Updated February 16, 1999, 4:32 p.m. ET
Excerpts from new JonBenet book suggests conspiracy to oust lead investigator hampered investigation
BOULDER, Colo. (Court TV) Besides claiming that JonBenet Ramsey's mother, Patsy, had a "hard side" that led investigators to believe she was capable of harming her daughter, Lawrence Schiller's new book on the two-year-old unsolved crime suggests that bickering and a conspiracy to oust a former lead investigator hindered the investigation.
According to excerpts of Perfect Murder, Perfect Town printed in the "Denver Rocky Mountain News," Boulder District Attorney Alex Hunter told tabloid reporter Jeff Shapiro early in the investigation that he hated then-lead investigator John Eller. Handing Shapiro Eller's resume, Hunter reportedly told Shapiro that the investigator was worth investigating.

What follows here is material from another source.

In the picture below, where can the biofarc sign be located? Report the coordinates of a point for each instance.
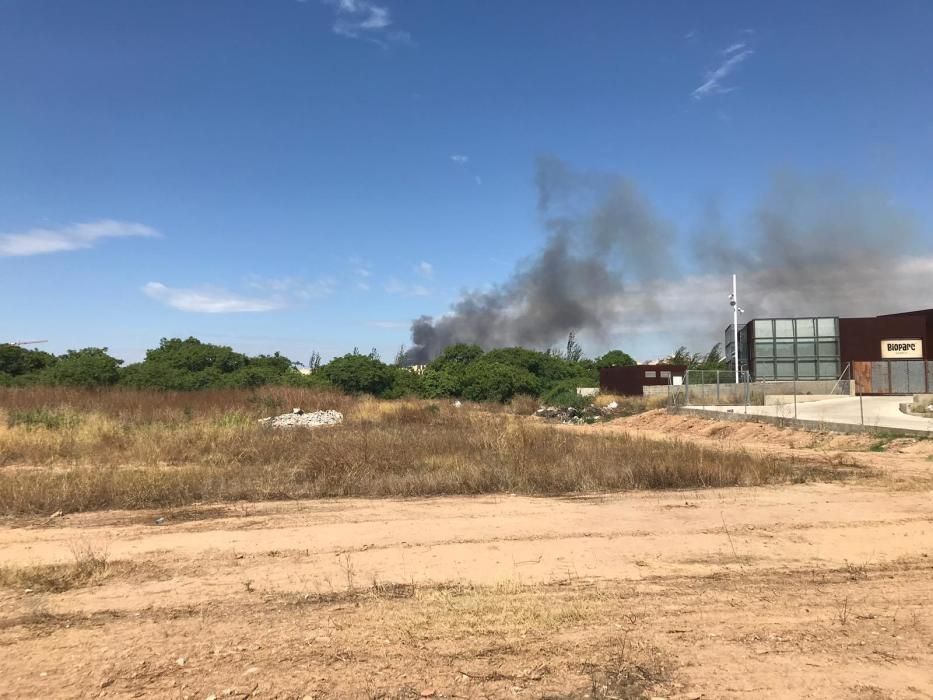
(902, 349)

The Boulder police chief removed Eller from the case 10 months after the investigation began. Eller resigned from the police department last March. A local Colorado TV station also reported that one excerpt suggested Hunter was such a willing source of information for Shapiro, he once called John and Patsey Ramsey's defense lawyer Bryan Morgan in front of the reporter to get an answer to a question.
"I couldn't believe what I was seeing," Shapiro was quoted as saying. "The DA was calling Ramsey's criminal defense lawyer right in front of me to get the information that I had asked for."
Perfect Murder, Perfect Town, also suggests that investigators knew about Hunter's arrangement with Shapiro and thought that the relationship hurt the progress of the investigation. The book reportedly says that one detective wore a body wire and secretly taped Shapiro as he described Hunter's accessibility.
The alleged wire-tapping incident and Hunter's alleged leaks to the press disturbed and frustrated several investigators, including former Boulder detective Steve Thomas, who resigned from the Ramsey case and department and accused the district attorney of impeding the investigation.
In his resignation letter, Thomas alluded to an informant who told him about "conduct occurring inside the district attorney's office, including allegations of a plan intended to destroy a man's career."
Shapiro has refused to comment on whether Hunter was his prime source of information or whether he told Thomas about his relationship with the district attorney.
Although the Ramseys remain under suspicion in
JonBenet's death in December 1996, they have repeatedly maintained
their innocence. In his book Schiller theorized that JonBenet's killer was familiar with the
house and knew where the family kept the blanket in which her body
had been wrapped. He also revealed that police evidence convinced Hunter to take the case before a grand jury.
The evidence, Schiller wrote, included the Colorado Bureau of Investigation's
conclusion that four fibers found on the duct tape that had covered
JonBenet's mouth were consistent with the jacket her mother wore
Christmas night.
Schiller also wrote that the fine-line Sharpie pen used to
write the ransom note was one that belonged to Patsy Ramsey and
was found in a cup "right beside the phone in the kitchen where
Patsy always kept them." In an interview with "Good Morning America" on Tuesday, Thomas supported Schiller's theories.